Linktree's CI optimization agent merges 80+ PRs, cuts build times 60% GDG Melbourne
TL;DW
CI optimization agent merged 80+ PRs across 20+ services; fastest win reduced one pipeline from 22 to 8 minutes (64% improvement).
Used specialized agents for different tasks: Haiku for pre-screening and review, Sonnet for implementation—matching model capability to task scope reduced costs and improved accuracy.
Playbooks are markdown files defining trigger conditions and fix recipes; kept small, targeted (e.g., parallelize tests, cache dependencies, retry flaky steps) to enable focused PRs.

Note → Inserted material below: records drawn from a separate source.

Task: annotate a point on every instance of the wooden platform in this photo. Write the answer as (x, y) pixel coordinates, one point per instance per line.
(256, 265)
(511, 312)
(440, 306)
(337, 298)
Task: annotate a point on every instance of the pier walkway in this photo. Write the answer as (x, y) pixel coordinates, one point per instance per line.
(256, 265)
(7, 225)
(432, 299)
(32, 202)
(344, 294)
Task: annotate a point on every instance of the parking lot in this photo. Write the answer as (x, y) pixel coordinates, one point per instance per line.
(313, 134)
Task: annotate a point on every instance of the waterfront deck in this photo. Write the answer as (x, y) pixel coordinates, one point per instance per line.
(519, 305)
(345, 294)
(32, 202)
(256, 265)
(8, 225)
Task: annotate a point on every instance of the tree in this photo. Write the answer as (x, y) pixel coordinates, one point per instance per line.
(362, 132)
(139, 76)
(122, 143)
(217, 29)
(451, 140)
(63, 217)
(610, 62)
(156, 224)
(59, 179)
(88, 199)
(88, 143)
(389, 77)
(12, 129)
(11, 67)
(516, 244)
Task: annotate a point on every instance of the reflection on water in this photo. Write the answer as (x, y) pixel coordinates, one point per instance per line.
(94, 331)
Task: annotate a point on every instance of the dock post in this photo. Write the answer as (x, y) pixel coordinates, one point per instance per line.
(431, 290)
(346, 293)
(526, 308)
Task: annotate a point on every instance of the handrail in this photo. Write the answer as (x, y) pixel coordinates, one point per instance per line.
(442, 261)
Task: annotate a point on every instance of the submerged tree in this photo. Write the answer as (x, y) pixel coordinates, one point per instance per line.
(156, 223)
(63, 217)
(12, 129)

Three-agent funnel: pre-screener identifies violations, implementation agent builds fixes, reviewer agent validates—reduces 120 scanned repos to ~40 merged PRs per cycle.
Verification loop automatically fixes CI failures by parsing logs, then validates success by checking build times and confirming no regressions in latest builds.
Created custom MCP wrappers (backend-for-frontend pattern) instead of generic APIs to reduce token overhead calling Buildkite—critical for agent efficiency.
Auto-research technique: log every agent turn, run another AI to find repeated failures and inefficiencies; discovered agent was unintentionally using sub-agents, fixed after analysis.
AI cost to AWS bill comparison: optimizing CI runtime reduces EC2 spend far more than agent calls cost, creating net savings plus higher developer productivity.
Prefer small, targeted PRs with human review over massive changes; all agent work goes through GitHub PR review to maintain transparency and bounded blast radius.
Tried one large agent doing everything initially—unbounded scope caused token explosion and poor results; specialization fixed both quality and efficiency.

A multi-agent system autonomously identifies pipeline bottlenecks and submits fixes via GitHub PRs, achieving a 50% acceptance rate across 20+ services. Specialized agents handle pre-screening, implementation, and review; switching from a generalist to specialized architecture cut token costs, and one pipeline dropped from 22 to 8 minutes.